他需要穿过数条权限等级不同的通道,避开监控,混入前往下层的“行者”人流中。
过程比想象中顺利。随着深入下层,环境变得更加杂乱、拥挤(相对而言)。通道里不再空无一人,而是能看到更多形色匆匆、满载着各种破烂或可疑货物的“行者”,以及一些简陋的、由废弃集装箱或管道改造的临时店铺和摊位。空气污浊,噪音(主要是机械运转、交易争吵和不明来源的音乐)嘈杂,光线昏暗而混乱。
这里充满了生命(或类似生命)活动的痕迹,但也弥漫着一种混乱、危险和及时行乐的气息。
严蓬压低帽檐,收敛气息,如同一个最普通的、疲惫的拾荒者,随着人流移动,同时锐利的目光扫视着周围,寻找着“破烂集市”的入口或者关于“老鬼”的线索。
他听到旁边两个正在交易生锈零件的行者低声抱怨:“……老鬼那个摊子最近又提价了,他那点‘古董’信息,真当是宝贝了……”
“没办法,谁让人家资格老,知道得多呢。上次A区那帮愣头青想硬抢,结果你猜怎么着?第二天全消失了,连点渣都没剩……”
“啧,那老家伙……邪门……”
严蓬心中一动,记下了这个信息。看来“老鬼”在这里确实有名,而且似乎不好惹。
他继续前行,终于在一个巨大的、由数个废弃机库拼接而成的广阔空间入口处,看到了用歪歪扭扭的字体喷涂在墙壁上的标识——“破烂集市,入内守规矩,生死自负”。
就是这里了。
集市内部比外面更加混乱和喧嚣。无数摊位密密麻麻,出售着从环带各个角落搜刮来的、五花八门的东西:零件、工具、能量块、不明液体、奇形怪状的标本、甚至还有一些被关在笼子里、萎靡不振的奇异小生物。讨价还价声、叫卖声、争吵声、以及某些摊位传来的奇怪音乐和气味,混杂在一起,形成一种光怪陆离的景象。
严蓬在人群中缓慢穿行,目光扫过一个个摊位,寻找着可能符合“老鬼”特征的摊主——资格老、脾气怪、卖“古董信息”的。
终于,在集市一个相对偏僻、光线更加昏暗的角落,他看到了一个与众不同的摊位。
这个摊位没有琳琅满目的商品,只有一张破旧的金属桌子,桌子上摆放着几件看起来极其古老、布满灰尘和锈迹的“编织者”风格小物件:一个扭曲的金属环,一块刻着无法解读符号的石板,一个黯淡无光的多面体水晶。桌子后面,坐着一个身影。
那是一个极其干瘦、蜷缩在厚重、打着无数补丁的毛皮大衣里的老者。他戴着一顶破旧的毡帽,帽檐压得很低,遮住了大半张脸,只露出一个尖削的下巴和几缕灰白的胡须。他静静地坐在一张吱呀作响的旧椅子上,双手拢在袖子里,对周围的喧嚣充耳不闻,仿佛睡着了一般。

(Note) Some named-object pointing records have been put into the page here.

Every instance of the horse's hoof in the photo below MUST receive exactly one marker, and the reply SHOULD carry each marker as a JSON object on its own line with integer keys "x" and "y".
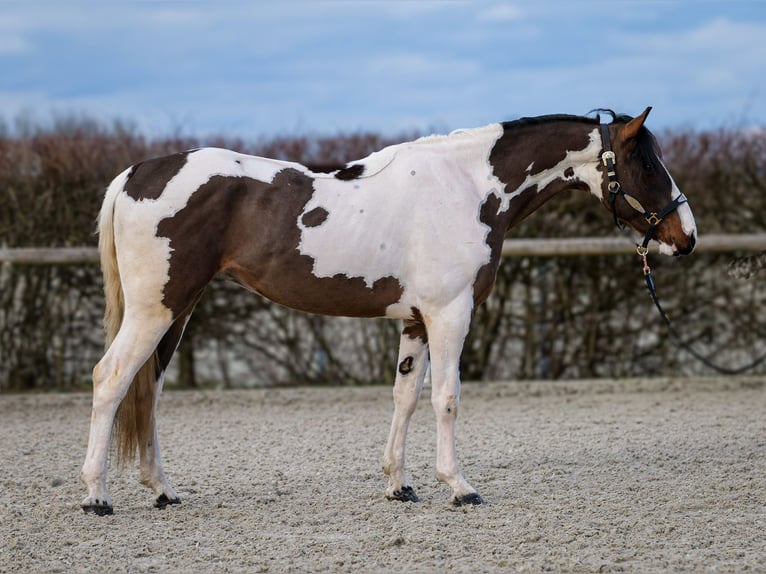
{"x": 406, "y": 494}
{"x": 98, "y": 509}
{"x": 163, "y": 501}
{"x": 473, "y": 499}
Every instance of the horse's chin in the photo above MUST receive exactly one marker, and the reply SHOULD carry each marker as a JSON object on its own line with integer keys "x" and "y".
{"x": 666, "y": 249}
{"x": 674, "y": 251}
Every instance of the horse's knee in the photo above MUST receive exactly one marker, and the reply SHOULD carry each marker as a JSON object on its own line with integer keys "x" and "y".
{"x": 445, "y": 406}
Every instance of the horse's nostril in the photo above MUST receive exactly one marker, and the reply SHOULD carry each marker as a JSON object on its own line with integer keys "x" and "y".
{"x": 689, "y": 246}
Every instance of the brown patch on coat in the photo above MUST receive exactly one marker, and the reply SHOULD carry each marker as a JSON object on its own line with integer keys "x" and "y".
{"x": 351, "y": 172}
{"x": 148, "y": 179}
{"x": 315, "y": 217}
{"x": 249, "y": 229}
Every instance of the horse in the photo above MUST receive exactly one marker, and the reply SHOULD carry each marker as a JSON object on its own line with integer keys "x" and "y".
{"x": 412, "y": 232}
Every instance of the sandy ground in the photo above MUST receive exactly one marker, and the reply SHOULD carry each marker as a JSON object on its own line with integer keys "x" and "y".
{"x": 632, "y": 476}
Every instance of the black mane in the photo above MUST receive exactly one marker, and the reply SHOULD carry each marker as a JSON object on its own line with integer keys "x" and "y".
{"x": 646, "y": 146}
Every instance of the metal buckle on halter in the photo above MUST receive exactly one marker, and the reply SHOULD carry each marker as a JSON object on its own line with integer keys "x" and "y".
{"x": 608, "y": 155}
{"x": 652, "y": 219}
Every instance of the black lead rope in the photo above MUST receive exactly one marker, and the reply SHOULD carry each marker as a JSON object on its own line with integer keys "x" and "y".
{"x": 653, "y": 219}
{"x": 683, "y": 344}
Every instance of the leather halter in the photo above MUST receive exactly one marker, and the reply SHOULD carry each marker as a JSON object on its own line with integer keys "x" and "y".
{"x": 652, "y": 218}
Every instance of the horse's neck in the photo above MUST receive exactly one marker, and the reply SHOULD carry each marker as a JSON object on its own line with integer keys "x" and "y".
{"x": 537, "y": 163}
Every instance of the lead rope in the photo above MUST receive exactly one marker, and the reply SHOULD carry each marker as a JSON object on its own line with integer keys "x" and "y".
{"x": 609, "y": 159}
{"x": 683, "y": 344}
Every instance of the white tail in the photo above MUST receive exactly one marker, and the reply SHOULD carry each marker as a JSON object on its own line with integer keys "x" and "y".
{"x": 134, "y": 421}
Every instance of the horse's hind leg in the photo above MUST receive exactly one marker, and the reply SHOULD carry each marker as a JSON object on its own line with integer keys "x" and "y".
{"x": 410, "y": 373}
{"x": 132, "y": 347}
{"x": 152, "y": 474}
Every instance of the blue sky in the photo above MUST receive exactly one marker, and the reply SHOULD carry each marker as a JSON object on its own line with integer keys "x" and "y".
{"x": 259, "y": 69}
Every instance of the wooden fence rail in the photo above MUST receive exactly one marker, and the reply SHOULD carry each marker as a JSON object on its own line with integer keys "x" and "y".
{"x": 511, "y": 247}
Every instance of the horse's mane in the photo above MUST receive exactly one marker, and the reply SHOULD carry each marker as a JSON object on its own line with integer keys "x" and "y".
{"x": 646, "y": 145}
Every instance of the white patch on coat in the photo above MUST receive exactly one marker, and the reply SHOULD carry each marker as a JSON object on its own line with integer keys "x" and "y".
{"x": 411, "y": 221}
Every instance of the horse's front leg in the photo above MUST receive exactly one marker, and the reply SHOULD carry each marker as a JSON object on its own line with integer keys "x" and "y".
{"x": 410, "y": 373}
{"x": 446, "y": 334}
{"x": 152, "y": 474}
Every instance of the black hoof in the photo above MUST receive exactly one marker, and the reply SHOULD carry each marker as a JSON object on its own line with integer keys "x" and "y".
{"x": 98, "y": 510}
{"x": 473, "y": 499}
{"x": 163, "y": 501}
{"x": 406, "y": 494}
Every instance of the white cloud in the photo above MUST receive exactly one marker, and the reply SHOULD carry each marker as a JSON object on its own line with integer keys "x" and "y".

但他的摊位上,那股沉静而古老的气息,与周围格格不入。
严蓬感觉,就是这里了。
他深吸一口气,走到摊位前,将“扳手K”给的那个金属信标,轻轻放在了桌面上。
老者似乎动了一下,帽檐微微抬起,露出一双浑浊却异常锐利、仿佛能看透人心的眼睛,扫了一眼桌上的金属信标,又看了看严蓬。
一个苍老、沙哑、如同砂纸摩擦般的声音响起:
“‘扳手’那小崽子介绍来的?哼,又给老头子我找麻烦。”
“说吧,想要什么?我这里……只卖‘过去’的故事,和……通往‘过去’的钥匙。”